= International Seafarers' Federation =

The International Seafarers' Federation (ISF) was a global union federation bringing together trade unions representing sailors.

Until the end of World War I, sailors were represented by the International Transport Workers' Federation (ITF), but unions representing sailors became increasingly convinced that the ITF was dominated by the interests of dockers and railway workers. The leadership of the National Union of Seamen (NUS, active in the UK) and the International Seamen's Union (ISU, active in the United States) were also unhappy that the ITF was increasingly sympathetic to socialism, and both unions left the international in 1917.

In 1918, the ISU and NUS formed the International Seafarers' Federation, working with unions from Belgium, Denmark, France, Italy, the Netherlands, Norway, Sweden, and several other countries. It was led by secretary Chris Damm, of the Belgian union.
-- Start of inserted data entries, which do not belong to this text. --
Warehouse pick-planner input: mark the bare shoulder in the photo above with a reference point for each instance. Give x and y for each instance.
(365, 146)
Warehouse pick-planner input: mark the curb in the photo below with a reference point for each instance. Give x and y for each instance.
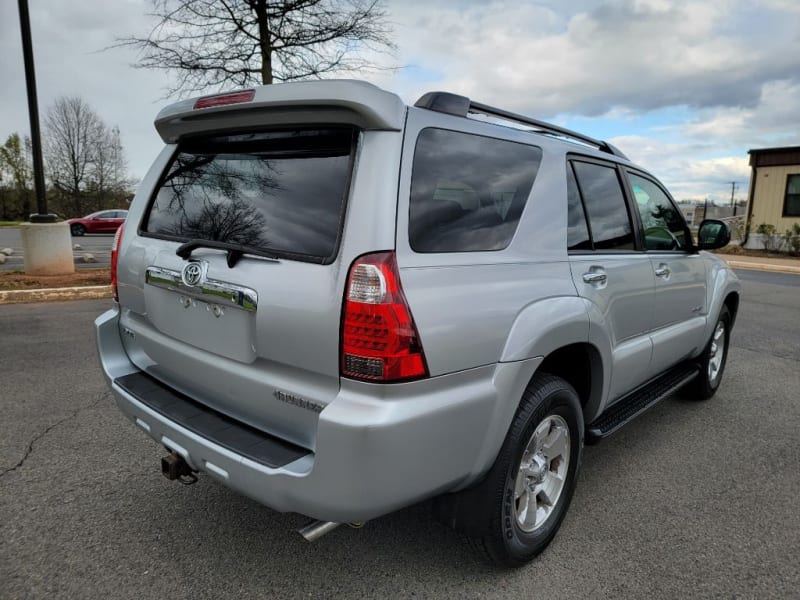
(48, 295)
(735, 264)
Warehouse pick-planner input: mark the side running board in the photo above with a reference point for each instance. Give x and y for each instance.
(639, 400)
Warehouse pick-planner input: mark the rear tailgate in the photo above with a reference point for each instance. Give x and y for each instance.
(254, 334)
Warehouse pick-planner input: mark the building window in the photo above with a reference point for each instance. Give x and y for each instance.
(791, 202)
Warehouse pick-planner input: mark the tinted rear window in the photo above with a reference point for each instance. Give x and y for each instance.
(280, 193)
(468, 191)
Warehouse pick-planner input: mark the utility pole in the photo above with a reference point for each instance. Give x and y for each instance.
(733, 190)
(33, 113)
(46, 243)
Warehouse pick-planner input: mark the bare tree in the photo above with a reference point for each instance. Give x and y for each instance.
(16, 168)
(84, 157)
(109, 169)
(72, 133)
(236, 43)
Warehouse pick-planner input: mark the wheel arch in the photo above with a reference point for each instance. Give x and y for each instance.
(580, 365)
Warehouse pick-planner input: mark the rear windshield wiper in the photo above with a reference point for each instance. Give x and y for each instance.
(235, 251)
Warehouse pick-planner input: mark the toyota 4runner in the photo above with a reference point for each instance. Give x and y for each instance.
(340, 305)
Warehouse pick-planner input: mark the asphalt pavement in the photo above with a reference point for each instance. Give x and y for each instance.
(96, 244)
(691, 500)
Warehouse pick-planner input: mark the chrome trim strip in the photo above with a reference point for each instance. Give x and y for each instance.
(210, 290)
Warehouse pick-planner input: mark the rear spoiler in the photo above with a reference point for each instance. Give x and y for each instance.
(308, 102)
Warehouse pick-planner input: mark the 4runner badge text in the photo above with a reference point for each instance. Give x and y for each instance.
(298, 401)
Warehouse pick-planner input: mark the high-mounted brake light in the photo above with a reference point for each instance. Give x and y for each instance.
(379, 339)
(114, 258)
(223, 99)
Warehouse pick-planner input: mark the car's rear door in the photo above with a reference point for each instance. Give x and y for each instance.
(609, 270)
(679, 315)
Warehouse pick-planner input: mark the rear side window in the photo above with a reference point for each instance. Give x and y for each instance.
(605, 206)
(468, 191)
(577, 231)
(280, 193)
(664, 227)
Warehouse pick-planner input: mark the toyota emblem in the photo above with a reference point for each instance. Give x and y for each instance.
(192, 274)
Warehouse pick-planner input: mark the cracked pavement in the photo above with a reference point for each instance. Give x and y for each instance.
(690, 500)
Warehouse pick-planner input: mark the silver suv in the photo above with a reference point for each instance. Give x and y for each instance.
(340, 305)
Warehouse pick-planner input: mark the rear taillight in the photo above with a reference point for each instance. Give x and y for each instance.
(225, 99)
(379, 339)
(114, 257)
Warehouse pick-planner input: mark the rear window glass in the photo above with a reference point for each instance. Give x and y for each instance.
(278, 193)
(468, 191)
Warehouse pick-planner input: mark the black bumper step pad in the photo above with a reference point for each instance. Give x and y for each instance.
(638, 401)
(210, 424)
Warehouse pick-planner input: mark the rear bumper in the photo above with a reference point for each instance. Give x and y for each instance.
(378, 448)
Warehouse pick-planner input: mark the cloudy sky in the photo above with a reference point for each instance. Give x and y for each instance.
(685, 88)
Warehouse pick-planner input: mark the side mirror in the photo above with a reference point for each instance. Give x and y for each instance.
(713, 234)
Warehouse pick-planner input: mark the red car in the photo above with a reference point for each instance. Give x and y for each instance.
(104, 221)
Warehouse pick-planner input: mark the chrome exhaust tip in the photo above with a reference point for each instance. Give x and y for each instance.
(316, 529)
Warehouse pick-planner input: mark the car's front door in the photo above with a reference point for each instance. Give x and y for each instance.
(679, 315)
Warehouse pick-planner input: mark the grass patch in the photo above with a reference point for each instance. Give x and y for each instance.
(17, 280)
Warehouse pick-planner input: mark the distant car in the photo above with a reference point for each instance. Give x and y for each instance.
(104, 221)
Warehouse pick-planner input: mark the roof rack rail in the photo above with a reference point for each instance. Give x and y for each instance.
(461, 106)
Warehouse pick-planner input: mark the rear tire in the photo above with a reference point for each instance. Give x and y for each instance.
(712, 361)
(514, 513)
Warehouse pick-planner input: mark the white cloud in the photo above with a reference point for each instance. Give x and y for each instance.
(732, 65)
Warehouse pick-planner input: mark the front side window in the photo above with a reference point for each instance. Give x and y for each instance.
(663, 225)
(604, 200)
(791, 202)
(280, 193)
(468, 191)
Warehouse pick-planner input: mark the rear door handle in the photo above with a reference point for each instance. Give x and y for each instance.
(595, 277)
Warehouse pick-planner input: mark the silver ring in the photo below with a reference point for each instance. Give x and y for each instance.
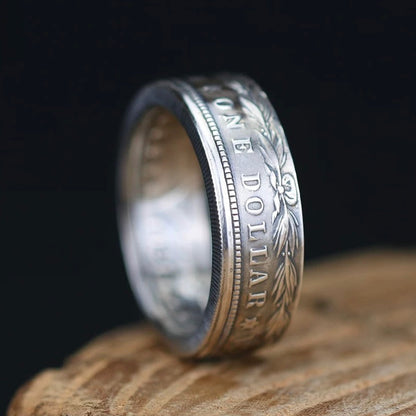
(209, 214)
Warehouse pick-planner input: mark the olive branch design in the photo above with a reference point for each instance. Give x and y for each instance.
(285, 223)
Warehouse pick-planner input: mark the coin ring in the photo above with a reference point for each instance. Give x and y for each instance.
(209, 214)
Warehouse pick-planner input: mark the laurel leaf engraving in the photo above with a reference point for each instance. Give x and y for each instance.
(285, 223)
(281, 232)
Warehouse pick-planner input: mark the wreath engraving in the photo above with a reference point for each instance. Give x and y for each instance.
(283, 218)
This left the ITF with few sailors in its membership.

In June 1920, the ISF met at an International Conference of Seafarers, in Genoa. The ISU viewed its greatest achievement as the Seamen's Act of 1915, and argued that the international should campaign to adopt similar laws throughout Europe. However, the NUS opposed the idea, and it was defeated.

Later in 1920, the Danish Seamen's Union went on strike, but both the NUS and the ISU opposed the action, to the extent that the ISU passed money collected for the strikers to the ISF, rather than the union. This alienated the Scandinavian unions from the ISF. The ITF took the opportunity to organised a seafarers' conference. This was held in 1921, the Scandinavian unions rejoining the ITF and building up its seafarers' section once more.

In 1922, the ISF discussed merging into the ITF, but the ISU stated that it would not be part of any merger, as it opposed being in the same organisation as dockers. The ISF survived into the 1930s, but undertook little further activity, and the seafarers' unions eventually rejoined the ITF.